Bluffton's baseball team was on the bus that crashed. The ruling means that as much as $21 million more in insurance money will be available to pay claims.
Gene Blythe / AP
COLUMBUS -- Nearly four years after a bus crash injured dozens and killed seven people -- including five members of the Bluffton University baseball team -- the Supreme Court of Ohio has opened the door for civil litigation to proceed.
In a 5-2 decision released Tuesday, the Supreme Court ruled that the university's insurance policies extend coverage to those affected by the March 2, 2007, crash on a Georgia highway. The ruling means that as much as $21 million more in insurance money will be available to pay claims.
"It means that those who have suffered injuries are now entitled to move forward," said Toledo lawyer Steven R. Smith, who argued the case on behalf of the estate of David Betts. "This means the money would be available."
The issue argued before the Supreme Court in September was whether Bluffton University "hired" the bus when it contracted with Ottawa-based Executive Coach Luxury Travel, and whether the team's coach gave "permission" to use a company driver to get the team to and from a Sarasota, Fla., tournament.
Previously, the Allen County Common Pleas Court and the 3rd District Court of Appeals in Lima disagreed that the university's insurance companies were responsible for paying the claims. Tuesday, in a seven-page opinion written by Justice Paul Pfeifer, the high court reversed that decision.
"The [insurance companies] contend that they never intended to provide coverage for someone like [driver Jerome] Niemeyer, whom they consider an unforeseen third party. We consider this contention disingenuous," the justice wrote. " … We are not persuaded by the contention that the driver of a bus that Bluffton rented from a company in the business of renting buses is an unforeseen third party, when a clause in the insurance policy covers 'anyone else' driving a hired auto."
According to attorneys representing those affected by the crash, the Supreme Court applied the "plain, ordinary meaning" of the words "hire" and "permission" when reading the contracts signed between the insurance companies and the university. That interpretation means that families can access money from both the insurers of the bus company and the university's insurance companies as well.
Bluffton University, which was not a party in the case, declined to comment on the ruling.
"What this decision means is that there's an additional pool of money that's been made available to the victims of this crash," said James Yavorcik, a Toledo lawyer who represents injured player Tim Berta. "The decision is significant because it stands up for the principle that the terms in an insurance policy should be given their common meaning. That's important for all of us."
Mr. Yavorcik said his client declined to comment on the ruling.
Five university ballplayers were killed when the bus driver apparently mistook an I-75 exit ramp near Atlanta for the continuation of a high-occupancy vehicle lane early on that March morning.
The bus exited the highway at an estimated 65 miles per hour, crossed a street intersection at the top of the ramp, struck a barrier on the far side, flipped over the barrier, and landed 19 feet below back on the highway.
In addition to Mr. Betts, Bluffton students Tyler Williams and Scott Harmon of Lima, and Cody Holp of Arcanum, were pronounced dead at the scene. Also killed were Mr. Niemeyer, the bus driver, and his wife, Jean, of Columbus Grove. Zachary Arend of Oakwood died a week later.
Twenty-eight other players and team staff members were injured, seven of them seriously. Several lawsuits have been filed in Georgia, where the crash occurred, but were put on hold pending outcome of the Ohio case.
Mr. Smith said that the insurance companies can ask the Supreme Court to reconsider its decision.
Gary Nicholson of Galla- gher Sharp in Cleveland, which represents one of the supplemental policy holders, Federal Insurance Co., said that the ruling is under review and would not comment further.

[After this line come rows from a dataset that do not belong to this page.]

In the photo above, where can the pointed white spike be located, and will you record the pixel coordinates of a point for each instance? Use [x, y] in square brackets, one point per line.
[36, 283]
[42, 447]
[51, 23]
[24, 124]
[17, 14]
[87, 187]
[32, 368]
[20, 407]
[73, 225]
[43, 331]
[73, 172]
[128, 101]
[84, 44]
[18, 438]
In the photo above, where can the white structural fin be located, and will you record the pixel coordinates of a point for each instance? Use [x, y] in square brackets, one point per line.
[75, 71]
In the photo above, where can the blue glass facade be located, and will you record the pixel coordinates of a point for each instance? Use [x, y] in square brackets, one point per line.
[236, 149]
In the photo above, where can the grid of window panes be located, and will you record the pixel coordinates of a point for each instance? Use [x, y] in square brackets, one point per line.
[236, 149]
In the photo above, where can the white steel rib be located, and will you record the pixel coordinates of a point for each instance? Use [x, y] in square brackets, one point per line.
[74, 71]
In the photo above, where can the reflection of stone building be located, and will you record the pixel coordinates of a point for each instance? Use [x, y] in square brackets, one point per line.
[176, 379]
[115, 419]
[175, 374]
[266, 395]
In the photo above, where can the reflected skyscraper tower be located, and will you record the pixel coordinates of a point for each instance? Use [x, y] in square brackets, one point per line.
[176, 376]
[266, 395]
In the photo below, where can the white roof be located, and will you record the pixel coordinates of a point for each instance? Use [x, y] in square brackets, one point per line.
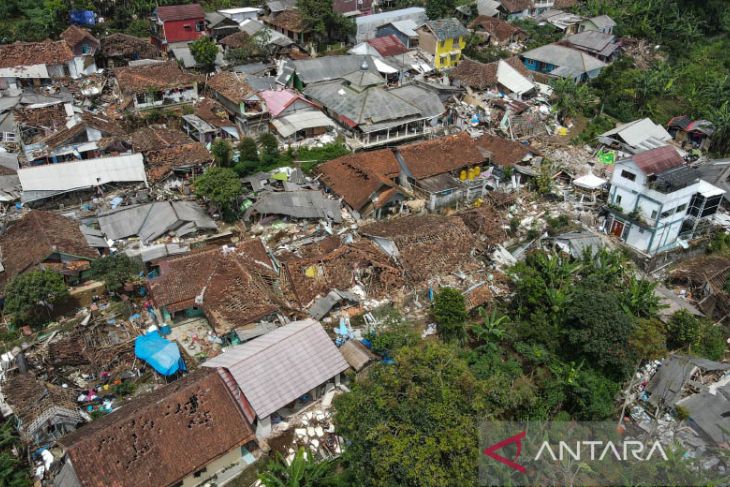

In March, 2009, the state of Georgia paid $3 million, the maximum legal settlement, to the crash victims. State tort law limits the state's liability to $3 million per occurrence, no matter how many people were hurt, according to transportation officials.
John Betts, the father of David, said Tuesday that civil litigation was just one of the routes that his family has traveled down since March, 2007.
While recognizing the importance of the Supreme Court's decision, Mr. Betts said it is the other avenue -- one involving changes in laws governing motor-coach safety -- about which his family is more passionate.
The Betts family members are among those nationally who are championing legislation that would require safety belts in buses, as well as mandate stronger roofs and less glass. It is this law that is in the works, one that Mr. Betts said will help make more sense of the tragedy.
"You just continue to push on. If you look at the fuel for the fire, it becomes rather obvious. And the fuel for the fire started when I had to identify my son at a morgue in Atlanta. That's fairly powerful," he said.
"…We always knew there was a legal route and a legislative route," he added. "We're much more passionate and much more interested in the legislative route."